On confond souvent la “Stratégie” avec la conduite d’opérations ou avec de multiples approches plus ou moins directes de l’Action en tant que telle, quand ce n’est pas en la fusionnant avec le Projet qui fixe les finalités. Il y en a de multiples définitions, depuis les stratégies commerciales ou des armements, jusqu’à la stratégie nationale d’un pays comme aux États-Unis qui est son Projet politique général.
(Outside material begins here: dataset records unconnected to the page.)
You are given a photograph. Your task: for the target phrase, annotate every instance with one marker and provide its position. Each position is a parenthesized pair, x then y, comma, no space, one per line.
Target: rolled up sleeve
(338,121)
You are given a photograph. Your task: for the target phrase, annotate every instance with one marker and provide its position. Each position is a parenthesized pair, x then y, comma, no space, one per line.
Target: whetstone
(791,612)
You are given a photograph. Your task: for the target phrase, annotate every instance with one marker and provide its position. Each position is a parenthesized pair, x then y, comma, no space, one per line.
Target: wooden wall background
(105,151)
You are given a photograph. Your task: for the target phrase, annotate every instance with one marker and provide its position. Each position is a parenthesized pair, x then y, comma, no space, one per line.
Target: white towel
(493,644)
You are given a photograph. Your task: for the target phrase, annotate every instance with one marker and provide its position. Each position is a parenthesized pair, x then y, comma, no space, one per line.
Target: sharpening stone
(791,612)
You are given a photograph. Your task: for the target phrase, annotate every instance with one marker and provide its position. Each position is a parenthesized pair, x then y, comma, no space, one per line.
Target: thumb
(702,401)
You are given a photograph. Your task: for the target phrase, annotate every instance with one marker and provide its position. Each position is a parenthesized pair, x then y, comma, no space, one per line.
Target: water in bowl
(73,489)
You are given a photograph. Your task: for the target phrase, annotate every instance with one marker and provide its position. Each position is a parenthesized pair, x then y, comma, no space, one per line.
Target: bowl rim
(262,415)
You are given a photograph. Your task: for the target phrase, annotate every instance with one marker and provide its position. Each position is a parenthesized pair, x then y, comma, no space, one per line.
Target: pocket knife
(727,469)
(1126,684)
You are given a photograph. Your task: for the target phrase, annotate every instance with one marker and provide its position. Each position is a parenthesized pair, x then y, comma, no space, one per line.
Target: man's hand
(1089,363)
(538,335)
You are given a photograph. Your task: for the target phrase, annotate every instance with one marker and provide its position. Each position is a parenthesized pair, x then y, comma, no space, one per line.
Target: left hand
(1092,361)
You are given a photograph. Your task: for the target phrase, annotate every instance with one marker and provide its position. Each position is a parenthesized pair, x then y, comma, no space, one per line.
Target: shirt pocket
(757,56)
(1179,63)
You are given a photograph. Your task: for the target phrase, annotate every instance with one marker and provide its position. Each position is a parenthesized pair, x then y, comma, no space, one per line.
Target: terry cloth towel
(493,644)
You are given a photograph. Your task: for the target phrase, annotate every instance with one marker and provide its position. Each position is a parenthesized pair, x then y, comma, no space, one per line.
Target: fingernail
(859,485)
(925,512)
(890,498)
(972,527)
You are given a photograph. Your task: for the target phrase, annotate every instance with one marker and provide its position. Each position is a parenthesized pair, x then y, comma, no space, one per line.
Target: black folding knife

  • En fait la stratégie est d’un autre ordre

C’est ce qui, en fonction de l’intelligence de la situation de rencontre avec un ou plusieurs Autres, conséquence obligatoire de tout Projet dans un monde fermé, inspire l’action proprement dite sur le terrain en proposant, pour la gagner, une idée générale de manœuvre (Amiral Castex). Elle est de l’ordre de “Métis”, l’Idée, l’invisible. En s’amusant à paraphraser Seguela à propos de la créativité, on pourrait dire que “La stratégie, c’est comme le Yeti. Personne n’a jamais vu ce dernier, mais il suffirait qu’il rentre dans cette pièce pour que chacun le reconnaisse.” D’où la recherche permanente d’une définition précise de la stratégie. Cette concrétisation existe, dans le dispositif qu‘elle inspire, clé de la réussite ou de l’échec, plus encore que les moyens mis à disposition, dispositif avec lequel elle est régulièrement confondue, sans rien enlever au mystère de son élaboration et à celui des rares “stratèges” méritant ce titre.

Dans le domaine militaire, si Clausewitz avait bien perçu que le dispositif est fils de la stratégie, il est néanmoins étrange qu’il puisse aujourd’hui encore être au centre de trop de réflexions dites stratégiques en Europe continentale. En effet, il est étranger aux conditions du monde du XXIème siècle pour au moins trois raisons de fond: son quasi-refus du renseignement appelé “nouvelles” dont il se méfie, un tout petit terrain d’action par rapport à l’espace mondial de toute activité aujourd’hui, son ignorance du rôle joué dans la défaite finale de Napoléon par la stratégie indirecte britannique. C’est un général, pas un Souverain, et la Stratégie est le propre du Souverain.

Les Grecs l’avaient compris il y a près de 3000 ans, et Sun Tse, autre général bien plus convaincant sur le terrain hétérogène fermé et immense de la Chine, en est d’accord. Clausewitz est intéressant culturellement, il fournit des pistes de réflexion sur la conduite d’opérations dans un espace restreint, mais tout a changé, et il vaudrait mieux regarder comment se comportent des humains dans un espace clos au fur et à mesure de l’augmentation de leur nombre. Dès lors qu’on saurait ce que l’on veut, on y trouverait, peut-être plus facilement que dans le rationalisme du XIXème siècle, comment agir face aux divers terrorismes, à l’économie criminelle et aux menaces du XXIème.

Dans notre monde hétérogène fermé, le renouvellement de notre pensée et de nos moyens doit se concevoir avec l’aide de Métis, l’intelligence rusée des Grecs, en s’appuyant sur les modes de pensée et d’agir de l’Asie et sur les raisons pour lesquelles ceux qui ont eu la maîtrise de l’Océan - espace mondial - ont toujours gagné sur les empires depuis 1763. Cela permettrait d’y combiner les nouveaux domaines de maîtrise mondiale indispensable que sont l’espace, l’information, le commerce international et les technologies d’avenir. Il ne faut pas que, dans leurs domaines de responsabilité, les militaires européens se laissent abuser par le passé de l’OTAN où nous n’étions que des pions (chars, avions de combat, frégates ASM) soutenus par les capacités d’intelligence, de frappe, et de mobilité stratégique des seuls Américains. Il ne faut pas non plus confondre ce que les militaires US ont fait en trois semaines en Irak dans une manœuvre à la Nimitz, avec l’incapacité politique et militaire qui a suivi, où il y a essentiellement manqué l’équivalent d’un Lyautey, aggravé par la méconnaissance des différences entre « les hommes cousus et les hommes drapés » . C’est en s’appuyant sur de telles réflexions qu’on pourrait réaliser la mutation et les rééquilibrages indispensables, qualitatifs et quantitatifs, des Armées européennes pour “inventer” les solutions de l’avenir face aux violences des humains quand leur traitement exigerait l‘emploi de la Force.

On peut toujours rêver.

Guy Labouérie

(1) L'Académie de Marine a été fondée en 1752. Dissoute comme toute ses consoeurs pendant la Révolution, elle n'a été réactivée qu'en 1921. Son siège est à Paris.